Além do desenvolvimento do lending, a Babylon disse à imprensa que pretende estender a mesma arquitetura de cofre para um seguro descentralizado, permitindo que detentores de BTC subscrevam riscos de hacks e exploits, em vez de apenas contrair empréstimos contra suas moedas. Esses pools de mecanismo reúnem BTC em capacidade de seguro que gera rendimento para os depositantes quando não há pagamentos, enquanto o mesmo capital em pool fica pronto para cobrir reivindicações no momento em que um hack acontece em outro lugar da DeFi. O cofundador David Tse discutiu a iniciativa com a imprensa como algo voltado para anúncio por volta de janeiro de 2026—uma aplicação natural seguinte, uma vez que as mecânicas de prova subjacentes do cofre já haviam sido construídas para o lending.

O trade-off parece diferente do do lending.

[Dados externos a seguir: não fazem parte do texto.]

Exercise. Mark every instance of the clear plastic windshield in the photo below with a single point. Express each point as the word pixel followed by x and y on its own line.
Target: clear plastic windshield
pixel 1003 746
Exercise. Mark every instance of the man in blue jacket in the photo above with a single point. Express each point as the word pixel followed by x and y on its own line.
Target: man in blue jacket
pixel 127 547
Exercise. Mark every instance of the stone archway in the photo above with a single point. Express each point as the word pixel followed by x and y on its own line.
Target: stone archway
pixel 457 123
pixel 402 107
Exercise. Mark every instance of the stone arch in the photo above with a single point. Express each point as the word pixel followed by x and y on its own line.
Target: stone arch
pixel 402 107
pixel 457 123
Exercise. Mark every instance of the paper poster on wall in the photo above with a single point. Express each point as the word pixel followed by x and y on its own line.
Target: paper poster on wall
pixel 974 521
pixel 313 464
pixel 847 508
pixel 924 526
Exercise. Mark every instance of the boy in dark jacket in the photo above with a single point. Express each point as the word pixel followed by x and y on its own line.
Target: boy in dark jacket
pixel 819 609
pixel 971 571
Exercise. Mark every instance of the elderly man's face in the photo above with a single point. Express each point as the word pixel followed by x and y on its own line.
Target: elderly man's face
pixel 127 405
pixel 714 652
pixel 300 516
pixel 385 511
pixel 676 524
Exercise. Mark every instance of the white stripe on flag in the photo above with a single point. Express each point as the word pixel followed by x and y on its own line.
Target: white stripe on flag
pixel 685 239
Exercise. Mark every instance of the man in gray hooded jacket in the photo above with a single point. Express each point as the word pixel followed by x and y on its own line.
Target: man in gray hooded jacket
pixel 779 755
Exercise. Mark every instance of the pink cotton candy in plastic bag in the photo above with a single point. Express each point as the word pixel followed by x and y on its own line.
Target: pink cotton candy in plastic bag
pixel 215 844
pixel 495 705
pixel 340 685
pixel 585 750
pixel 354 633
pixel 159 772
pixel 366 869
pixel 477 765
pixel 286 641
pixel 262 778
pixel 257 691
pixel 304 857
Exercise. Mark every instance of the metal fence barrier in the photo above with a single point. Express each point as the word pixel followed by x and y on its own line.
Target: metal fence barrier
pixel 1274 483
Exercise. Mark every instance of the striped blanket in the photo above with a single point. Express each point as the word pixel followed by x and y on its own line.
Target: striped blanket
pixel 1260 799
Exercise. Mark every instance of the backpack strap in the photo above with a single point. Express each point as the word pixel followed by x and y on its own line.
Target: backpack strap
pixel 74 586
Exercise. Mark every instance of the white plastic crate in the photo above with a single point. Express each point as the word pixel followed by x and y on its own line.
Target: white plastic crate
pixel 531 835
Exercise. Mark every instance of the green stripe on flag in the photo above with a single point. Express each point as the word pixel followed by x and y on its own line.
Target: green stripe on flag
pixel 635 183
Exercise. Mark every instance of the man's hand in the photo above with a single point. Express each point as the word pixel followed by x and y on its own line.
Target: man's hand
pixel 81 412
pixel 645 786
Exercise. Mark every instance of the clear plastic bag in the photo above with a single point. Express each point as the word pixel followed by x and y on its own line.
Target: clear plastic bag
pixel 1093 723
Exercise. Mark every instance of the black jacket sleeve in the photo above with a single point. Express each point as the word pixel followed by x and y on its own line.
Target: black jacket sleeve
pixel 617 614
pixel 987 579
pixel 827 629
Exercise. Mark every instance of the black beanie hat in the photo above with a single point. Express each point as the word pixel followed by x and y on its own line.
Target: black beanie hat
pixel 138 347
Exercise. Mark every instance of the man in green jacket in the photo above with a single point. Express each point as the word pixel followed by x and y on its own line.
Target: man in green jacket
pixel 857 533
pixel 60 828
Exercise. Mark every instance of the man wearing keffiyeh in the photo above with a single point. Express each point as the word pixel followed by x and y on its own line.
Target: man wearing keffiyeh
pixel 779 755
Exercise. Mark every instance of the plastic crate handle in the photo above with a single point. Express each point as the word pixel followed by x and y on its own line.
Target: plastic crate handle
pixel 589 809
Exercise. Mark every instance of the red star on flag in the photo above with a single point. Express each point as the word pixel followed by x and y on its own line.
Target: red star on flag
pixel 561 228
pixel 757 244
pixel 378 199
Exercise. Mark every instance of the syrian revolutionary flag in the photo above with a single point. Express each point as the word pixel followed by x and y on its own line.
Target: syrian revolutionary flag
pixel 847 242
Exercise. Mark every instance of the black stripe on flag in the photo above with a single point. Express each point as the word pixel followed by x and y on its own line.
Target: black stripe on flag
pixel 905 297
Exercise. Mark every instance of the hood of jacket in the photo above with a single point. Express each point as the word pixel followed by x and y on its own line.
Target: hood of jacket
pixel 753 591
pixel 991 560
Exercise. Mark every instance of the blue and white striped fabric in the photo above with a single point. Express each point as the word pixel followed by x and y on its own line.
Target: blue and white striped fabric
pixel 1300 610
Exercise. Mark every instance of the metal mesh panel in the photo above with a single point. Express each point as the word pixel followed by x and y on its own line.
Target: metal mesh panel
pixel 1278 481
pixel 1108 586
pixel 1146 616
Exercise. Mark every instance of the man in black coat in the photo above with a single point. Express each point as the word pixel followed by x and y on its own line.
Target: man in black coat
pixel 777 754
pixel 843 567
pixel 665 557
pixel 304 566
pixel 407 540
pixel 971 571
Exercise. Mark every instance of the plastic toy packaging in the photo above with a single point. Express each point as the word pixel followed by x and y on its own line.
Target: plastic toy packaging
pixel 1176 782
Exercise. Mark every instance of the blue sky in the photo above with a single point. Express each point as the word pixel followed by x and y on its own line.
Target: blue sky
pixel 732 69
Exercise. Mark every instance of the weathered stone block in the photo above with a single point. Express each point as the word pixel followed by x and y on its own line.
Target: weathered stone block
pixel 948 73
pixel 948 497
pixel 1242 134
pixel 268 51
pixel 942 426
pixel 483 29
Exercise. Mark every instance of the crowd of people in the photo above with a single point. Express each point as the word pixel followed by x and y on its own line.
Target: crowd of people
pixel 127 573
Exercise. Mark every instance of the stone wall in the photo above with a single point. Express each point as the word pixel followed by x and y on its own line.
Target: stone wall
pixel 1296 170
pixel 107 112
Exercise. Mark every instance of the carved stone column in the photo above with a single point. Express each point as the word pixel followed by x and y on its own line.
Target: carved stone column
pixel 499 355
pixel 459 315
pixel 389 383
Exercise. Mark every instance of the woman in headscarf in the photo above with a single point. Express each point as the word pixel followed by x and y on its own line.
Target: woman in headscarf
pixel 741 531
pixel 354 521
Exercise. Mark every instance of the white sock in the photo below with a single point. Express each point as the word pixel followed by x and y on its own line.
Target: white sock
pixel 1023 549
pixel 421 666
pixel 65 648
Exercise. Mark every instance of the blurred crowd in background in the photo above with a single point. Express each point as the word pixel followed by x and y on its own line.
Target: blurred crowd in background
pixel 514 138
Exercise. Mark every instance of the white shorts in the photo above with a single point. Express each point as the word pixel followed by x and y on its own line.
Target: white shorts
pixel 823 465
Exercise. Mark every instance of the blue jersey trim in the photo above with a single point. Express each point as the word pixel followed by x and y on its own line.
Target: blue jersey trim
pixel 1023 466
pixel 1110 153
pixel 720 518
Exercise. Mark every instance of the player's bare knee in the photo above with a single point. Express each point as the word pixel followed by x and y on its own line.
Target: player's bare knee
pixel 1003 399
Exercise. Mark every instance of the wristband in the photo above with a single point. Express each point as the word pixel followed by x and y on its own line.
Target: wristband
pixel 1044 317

O risco de um cofre de empréstimo fica, em grande parte, isolado: o default de um tomador afeta principalmente a posição desse tomador e quem estiver do outro lado. Já o capital de seguros não permanece isolado da mesma forma; por design, ele precisa estar pronto para pagar de forma ampla assim que um hack coberto ocorrer, expondo o lastro em BTC a uma perda correlacionada justamente quando o restante da DeFi já está sob estresse.

A Babylon não está tratando cofres como uma ferramenta de empréstimo de propósito único; ela está reutilizando as mesmas mecânicas de prova para transformar o Bitcoin também em capital de seguro. Isso revela uma equipe construindo infraestrutura, em vez de apenas um produto, embora o risco de pagamentos correlacionados do seguro seja um tipo diferente de animal do risco isolado de garantias que os cofres foram desenhados para conter.